She better hope they don’t find her. She won’t be in a burqas; she’ll be stoned to death in a pit. 

In scenes of joy from a Syrian city liberated from Islamic State occupation in recent days, residents of Manbij were seen celebrating in the streets, with women burning burqas — full-body coverings, which also hide the face — and men cutting beards that had been mandated by their rulers.

“To hell with whoever invented this thing,” one woman cried as she held a lighter to a black robe, in a video obtained by the Middle East Media Research Institute. “They stifled us in this. Let them wear it themselves.”

IS imposes a harsh and extreme version of Islam on the territory under its control, including a mandatory dress code. Under the extremists’ reign, women had to wear long black cloaks that covered all but their eyes, while all adult men were forced to grow beards. Smoking was banned.

The woman herself was draped in an abaya, covering her entire body except for her face.

Children and other women around her clapped and cheered as the cloth began smoking. “This will be the fate of Daesh,” a man interjected, using another name for IS.

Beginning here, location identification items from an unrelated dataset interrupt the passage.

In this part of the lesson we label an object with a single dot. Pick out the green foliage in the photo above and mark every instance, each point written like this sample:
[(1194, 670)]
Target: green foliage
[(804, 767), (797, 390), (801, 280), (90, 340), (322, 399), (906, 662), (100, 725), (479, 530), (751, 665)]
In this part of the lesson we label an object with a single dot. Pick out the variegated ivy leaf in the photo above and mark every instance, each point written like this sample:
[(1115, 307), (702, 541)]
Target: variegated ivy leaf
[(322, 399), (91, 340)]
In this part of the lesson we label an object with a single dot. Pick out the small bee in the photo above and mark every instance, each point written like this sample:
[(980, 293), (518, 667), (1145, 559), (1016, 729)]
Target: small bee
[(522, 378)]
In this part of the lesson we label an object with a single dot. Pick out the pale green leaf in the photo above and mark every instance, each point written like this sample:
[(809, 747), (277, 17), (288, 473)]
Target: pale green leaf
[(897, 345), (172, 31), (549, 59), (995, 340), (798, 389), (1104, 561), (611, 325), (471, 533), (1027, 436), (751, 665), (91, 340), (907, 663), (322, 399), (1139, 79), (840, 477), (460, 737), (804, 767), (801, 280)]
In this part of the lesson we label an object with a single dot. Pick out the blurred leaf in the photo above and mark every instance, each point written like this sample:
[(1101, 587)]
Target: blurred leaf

The last remaining IS fighters abandoned the city of Manbij near the Turkish border on Friday after a rout the Pentagon said showed the extremists were “on the ropes.” The retreat from the city which IS captured in 2014 was the jihadists’ worst defeat yet at the hands of the Syrian Democratic Forces (SDF), an Arab-Kurdish alliance backed by US air power.

In the street celebration, another woman wearing a red head covering helped the first hold the burning robe aloft.